The report also confirmed the Glenmore strategy of using out-cross sires and keeping a close-eye on pedigree bloodlines, to limit inbreeding, was working. The GMS came back with the inbreeding indicator at 1 per cent, something Michelle and Isaac were told was “fantastic”.
The GMS has also made sire selection more efficient, turning a half-day job into a 30 minute exercise.
“Dylan will ring me and say, ‘I’ve got 10 bulls’. I will say, ‘how many come-up on the GMS?” Isaac explained.
“This makes sure when he turns up, because everyone’s time is important, we are not going to sit there and thrash-out what we are going to do, and what we aren’t going to do. We can do it in a half an hour.”
The Glenmore breeding objectives for the Friesian herd includes positive components, positive milk, daughter fertility, “reasonable” calving ease, good slope of rump, teat length and all-round health.
The herd is “medium” frame, weighing 500-550kg and producing 500kg of milk solids a cow, on average.
Feed conversion is crucial, with pasture key and about 1.2 tonne per cow a year of wheat (with canola meal as required) fed to each cow. This volume varies with the season, but Isaac said the farm aims for this bail feed to make up 30 per cent of the overall diet.
These breeding objectives work alongside the “dump” of data from the Glenmore dairy management software and herd test results to paint a picture of the herd’s genetic progress, the sires which best suit the herd and what these sires could achieve for the business.
Glenmore doesn’t individually mate cows, rather the business uses 50-100 doses of one sire.
“That’s where the GMS is a winner, we are not individually selecting cows for certain bulls, but with the GMS we know if we select 10 bulls, no matter what cows they go over, it is going to work,” Isaac said.
The GMS has also struck the interest of the five Glenmore staff, with Isaac and Michelle keen to educate employees about their breeding goals, sire selection and what drives these decisions.
Isaac said the GMS would be something used regularly with the property’s second-in-charge Kallan Melican.
“With the GMS stuff, he can look at that data prior to our joining program and then go and look at those cows, where they are at and then say ‘these cows are suitable based on the criteria that the GMS is putting up in front of us’,” Isaac said. “He will be able to select cows without almost even looking at them.
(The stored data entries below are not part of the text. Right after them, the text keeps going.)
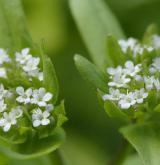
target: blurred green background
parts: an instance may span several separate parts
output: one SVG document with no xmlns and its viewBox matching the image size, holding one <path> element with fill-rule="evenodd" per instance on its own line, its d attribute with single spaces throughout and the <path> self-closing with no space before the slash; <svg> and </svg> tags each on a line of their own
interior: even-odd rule
<svg viewBox="0 0 160 165">
<path fill-rule="evenodd" d="M 98 1 L 98 0 L 97 0 Z M 142 37 L 151 23 L 160 25 L 159 0 L 105 0 L 127 36 Z M 120 146 L 121 123 L 109 119 L 92 88 L 81 79 L 75 53 L 89 54 L 71 16 L 67 0 L 23 0 L 29 31 L 36 43 L 45 40 L 65 98 L 69 121 L 63 153 L 73 165 L 104 165 Z M 126 162 L 127 164 L 127 162 Z M 133 161 L 133 164 L 137 164 Z"/>
</svg>

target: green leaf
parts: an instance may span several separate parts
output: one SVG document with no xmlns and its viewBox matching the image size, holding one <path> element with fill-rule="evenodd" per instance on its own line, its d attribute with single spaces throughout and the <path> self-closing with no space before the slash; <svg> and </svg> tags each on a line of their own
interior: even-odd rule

I think it actually ticks a few boxes on the staff side, because we can’t always be there all the time.”
Glenmore’s corporate farm structure was one of the reasons Dylan Jewell recommended the GMS to Isaac and Michelle.
The system takes the guesswork out of breeding, but also makes it easier and more “understandable”. It’s this reassurance that has kicked goals for the Glenmore team.
“I just knew they would be able to utilise the information,” Dylan said of Isaac and Michelle. “Being a corporate farm presenting all this kind of stuff to the owners, I knew a good tool for that. It also reassures everyone involved that we have been using the right bulls and sending the herd in the right direction. That medium-sized, great converting animal, that gets back in calf.”